More atmosphere on the moon
But as long as it plays all right, then that's all that matters surely? Don't be so sure. If we were able to suspend our realisation that we were sat on the couch with a DualShock 2 in our hands and not even a little bit drunk, instead of in a bar not five minutes away playing the real thing, then sure, but World Championship Snooker 2003 feels so shaky and completely devoid of any atmosphere that anyone but a hardened snooker nut would lose interest within minutes.
The pool plays as you would expect, but just doesn't engage or excite. There isn't any background noise at all so you can either stick on some of your own music or listen to the balls punctuating the deafening silence with "thock... clonk... pock... thunk thunk..." If the computer player manages to pot a ball, they can be so uncannily adept that we found ourselves wandering off and coming back in five minutes to check if he'd fouled yet so that we could have our go.

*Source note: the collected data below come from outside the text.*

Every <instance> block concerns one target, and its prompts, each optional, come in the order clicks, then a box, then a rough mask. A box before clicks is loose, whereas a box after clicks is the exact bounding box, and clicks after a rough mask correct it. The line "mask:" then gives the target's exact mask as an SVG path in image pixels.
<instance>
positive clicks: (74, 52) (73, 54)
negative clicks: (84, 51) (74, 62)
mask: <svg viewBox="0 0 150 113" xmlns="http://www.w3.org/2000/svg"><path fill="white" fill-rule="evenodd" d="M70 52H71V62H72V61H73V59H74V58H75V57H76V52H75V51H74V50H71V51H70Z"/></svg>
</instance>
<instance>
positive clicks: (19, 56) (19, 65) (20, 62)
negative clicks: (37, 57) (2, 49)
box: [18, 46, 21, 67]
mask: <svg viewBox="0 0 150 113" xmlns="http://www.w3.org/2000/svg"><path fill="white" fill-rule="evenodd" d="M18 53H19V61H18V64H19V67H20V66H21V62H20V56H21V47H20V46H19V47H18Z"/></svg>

And if the pool was boring, then the snooker was impenetrably dull, and even harder than its smaller tabled and more accessible sibling. Codemasters seems to have missed the point in balancing the game somewhere between accurate, challenging and fun. Certainly, the balls seem to bounce about quite accurately to us - much like every other snooker game of the past few years, in fact - and the game is definitely a challenge (to stay awake), but there was nothing fun about embarking on the career mode aside from getting to hear the stilted commentary getting cut off prematurely before the end of each sentence. Still, though... 80 per cent complete remember. Sigh...
Sort it out Codies!
We certainly hope Codemasters manages to sort this mess out before the final code arrives. We're not really sure the billiards wheel needed reinventing again, but it would be nice if a good job could be done of it. If Sega can make one of the most entertaining videogames ever out of Tennis, then surely Codemasters can come up with a way of making Snooker fun. The first step would probably be to stop taking everything so damn seriously. Please?